6. It is interesting to note that speech inflaming national, racial, etc. hatred was first incriminated in the 1952 Criminal Code of Communist Yugoslavia and this has since been copied by many other jurisdictions, and cited in leading American case books on criminal law, for example. Therefrom developed the notion of hate speech subject to criminal prosecution where one protected class of people was “unwarrantably offensive to others thus constituting an assault on their rights, and without contributing to any form of public debate which could help to further mutual understanding.” If we compare the two cases we might find that the American approach to free speech deriving from the First Amendment is perhaps insensitive. On the other hand, we might certainly also conclude that the above quotation from the Swedish Supreme Court judgment of 6 July 2006 demonstrates an oversensitivity in collision with free speech postulates.

7. This in my opinion is a culturally predetermined debate and is not necessary in a situation where even the Swedish Supreme Court, in its famous pastor’s sermon speech case ( NJA 2005 p.805), acquitted the defendant, considering that his conviction would be contrary to the Convention. [14]

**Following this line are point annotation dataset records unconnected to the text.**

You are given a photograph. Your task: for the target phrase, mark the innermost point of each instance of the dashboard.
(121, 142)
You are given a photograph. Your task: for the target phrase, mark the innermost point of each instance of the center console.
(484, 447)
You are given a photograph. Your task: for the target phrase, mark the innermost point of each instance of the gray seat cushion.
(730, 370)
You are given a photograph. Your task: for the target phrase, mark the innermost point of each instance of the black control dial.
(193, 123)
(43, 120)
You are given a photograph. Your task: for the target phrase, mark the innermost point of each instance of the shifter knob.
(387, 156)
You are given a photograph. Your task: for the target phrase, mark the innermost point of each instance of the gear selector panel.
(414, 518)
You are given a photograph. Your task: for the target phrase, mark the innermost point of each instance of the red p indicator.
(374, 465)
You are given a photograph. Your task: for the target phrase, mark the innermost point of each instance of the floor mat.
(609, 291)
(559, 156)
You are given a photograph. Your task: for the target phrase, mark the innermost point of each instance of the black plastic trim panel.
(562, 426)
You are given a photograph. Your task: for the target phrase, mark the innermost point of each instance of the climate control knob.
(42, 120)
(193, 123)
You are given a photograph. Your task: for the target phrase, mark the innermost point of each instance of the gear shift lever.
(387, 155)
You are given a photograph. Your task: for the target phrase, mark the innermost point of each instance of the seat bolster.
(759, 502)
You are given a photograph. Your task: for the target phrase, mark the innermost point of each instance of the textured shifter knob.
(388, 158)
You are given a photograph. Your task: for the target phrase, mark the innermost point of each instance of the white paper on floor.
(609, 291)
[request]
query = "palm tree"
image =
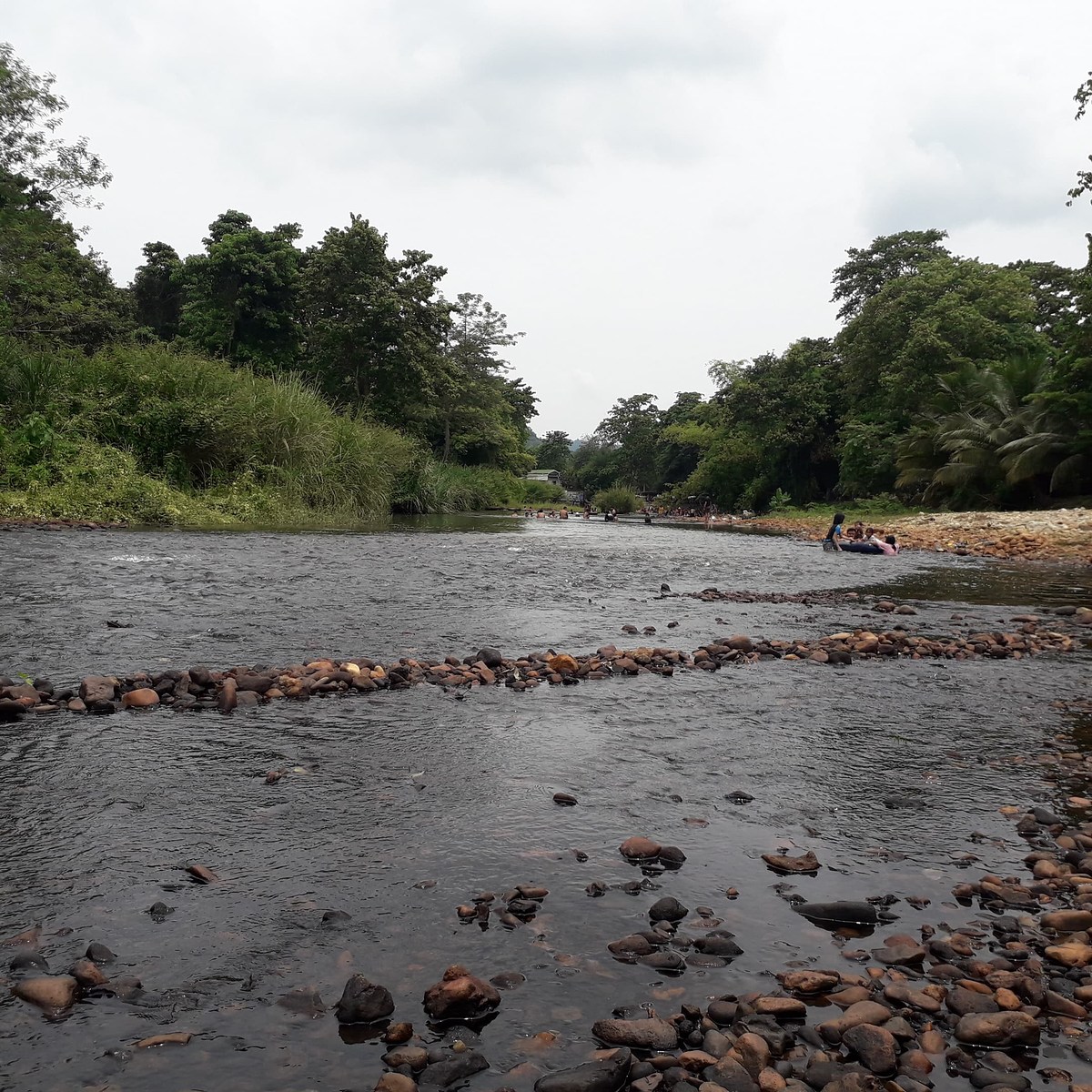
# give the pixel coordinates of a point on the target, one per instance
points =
(988, 431)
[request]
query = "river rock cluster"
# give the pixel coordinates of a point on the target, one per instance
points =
(197, 688)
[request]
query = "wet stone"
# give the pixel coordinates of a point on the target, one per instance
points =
(364, 1002)
(603, 1075)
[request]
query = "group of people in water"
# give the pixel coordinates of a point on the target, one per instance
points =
(858, 539)
(551, 513)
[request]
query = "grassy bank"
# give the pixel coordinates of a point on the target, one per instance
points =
(147, 435)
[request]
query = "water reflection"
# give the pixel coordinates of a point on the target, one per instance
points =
(398, 807)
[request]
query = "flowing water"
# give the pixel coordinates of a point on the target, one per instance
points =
(399, 806)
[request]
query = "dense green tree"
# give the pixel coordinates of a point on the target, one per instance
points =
(775, 429)
(375, 327)
(240, 295)
(685, 434)
(632, 426)
(986, 436)
(889, 257)
(481, 419)
(554, 452)
(921, 327)
(49, 289)
(596, 464)
(157, 292)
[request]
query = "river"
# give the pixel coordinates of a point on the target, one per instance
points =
(399, 806)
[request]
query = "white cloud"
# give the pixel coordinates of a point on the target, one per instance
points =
(640, 186)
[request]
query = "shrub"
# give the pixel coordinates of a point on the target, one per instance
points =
(621, 498)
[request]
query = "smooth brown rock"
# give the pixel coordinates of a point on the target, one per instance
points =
(1067, 921)
(781, 1008)
(50, 992)
(140, 699)
(806, 863)
(639, 849)
(875, 1046)
(460, 996)
(998, 1029)
(1071, 954)
(901, 994)
(86, 973)
(861, 1013)
(396, 1082)
(809, 982)
(165, 1038)
(96, 688)
(653, 1035)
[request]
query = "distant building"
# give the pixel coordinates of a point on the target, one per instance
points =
(552, 476)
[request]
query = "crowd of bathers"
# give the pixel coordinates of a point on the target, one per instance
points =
(858, 539)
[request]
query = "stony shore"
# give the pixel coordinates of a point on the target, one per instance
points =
(988, 1003)
(197, 688)
(1060, 535)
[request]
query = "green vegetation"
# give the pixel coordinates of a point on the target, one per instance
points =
(951, 382)
(251, 382)
(620, 498)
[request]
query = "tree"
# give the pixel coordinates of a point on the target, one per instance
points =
(240, 294)
(685, 434)
(889, 257)
(483, 418)
(157, 290)
(1082, 98)
(30, 115)
(632, 425)
(987, 437)
(920, 327)
(49, 290)
(375, 327)
(774, 429)
(555, 452)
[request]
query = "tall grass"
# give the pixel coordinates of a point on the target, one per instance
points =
(247, 446)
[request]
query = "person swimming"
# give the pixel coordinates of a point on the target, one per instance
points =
(834, 538)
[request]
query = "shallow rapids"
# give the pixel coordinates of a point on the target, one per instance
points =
(399, 807)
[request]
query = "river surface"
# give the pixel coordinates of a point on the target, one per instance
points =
(398, 807)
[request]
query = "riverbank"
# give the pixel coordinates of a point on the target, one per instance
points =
(208, 885)
(1060, 535)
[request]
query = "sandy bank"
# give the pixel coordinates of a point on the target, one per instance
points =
(1060, 535)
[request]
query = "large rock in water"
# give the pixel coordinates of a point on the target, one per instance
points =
(459, 995)
(604, 1075)
(98, 688)
(841, 913)
(364, 1002)
(654, 1035)
(998, 1029)
(53, 993)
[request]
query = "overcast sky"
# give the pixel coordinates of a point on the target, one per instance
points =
(642, 186)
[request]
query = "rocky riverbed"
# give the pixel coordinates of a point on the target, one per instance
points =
(738, 864)
(1055, 535)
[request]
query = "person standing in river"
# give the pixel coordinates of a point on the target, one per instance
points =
(834, 539)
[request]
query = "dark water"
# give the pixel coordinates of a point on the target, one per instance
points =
(98, 816)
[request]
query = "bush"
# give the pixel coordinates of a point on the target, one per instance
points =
(780, 500)
(621, 498)
(540, 492)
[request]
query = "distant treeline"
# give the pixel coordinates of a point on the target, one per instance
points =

8. In comparative constitutional law terms, the Swedish pastor’s sermon case would be based on the notion of a captive audience. [15]

9. A captive audience is one that finds itself in an inescapable situation and is bombarded with information that is offensive to some of the members of that audience. If a church audience is in that sense captive because an individual cannot escape being subjected to a verbal assault, then in the case of a school audience, where leaflets were distributed – as we do emphasise in § 56 – in the young people’s lockers, that is certainly a decisive consideration. A church is in essence a public place accessible to everybody. School grounds, on the other hand, are more protected and are in this sense a non-public place, requiring an intrusion in order to distribute any information of whatever kind that has not been previously approved by the school’s authorities. Coming back to the Supreme Court of the United States, it has held that “ the undoubted freedom to advocate unpopular and controversial views in schools and classrooms must be balanced against the society’s countervailing interest in teaching students the boundaries of socially appropriate behaviour ”. [16]

10. Admittedly high-school grounds may not be seen primarily as the setting for a captive audience in the same sense as in the pastor’s sermon case, yet they are definitely a protected setting where only those authorised to distribute any kind of information may do so. This is the key difference between the pastor’s sermon case of the Swedish Supreme Court and the case before us and this is why I maintain that I would be in perfect agreement with the judgment were it based solely (or at least predominantly) on the considerations contained in paragraph 56 of the judgment.

11. For my controversial concurring opinion in von Hannover v. Germany , I have been repeatedly attacked for the phrase mentioning the fetishisation of the freedom of the press under American influence. [17] Recent events in the United Kingdom, where serious abuses on the part of the Murdoch press have been uncovered, tend to vindicate the position taken in the von Hannover case.

12. Nevertheless, we seem to go too far in the present case – on the grounds of proportionality and considerations of hate speech – in limiting freedom of speech by over-estimating the importance of what is being said. In other words, if exactly the same words and phrases were to be used in public newspapers such as Svenska Dagbladet, they would probably not be considered as a matter for criminal prosecution and condemnation.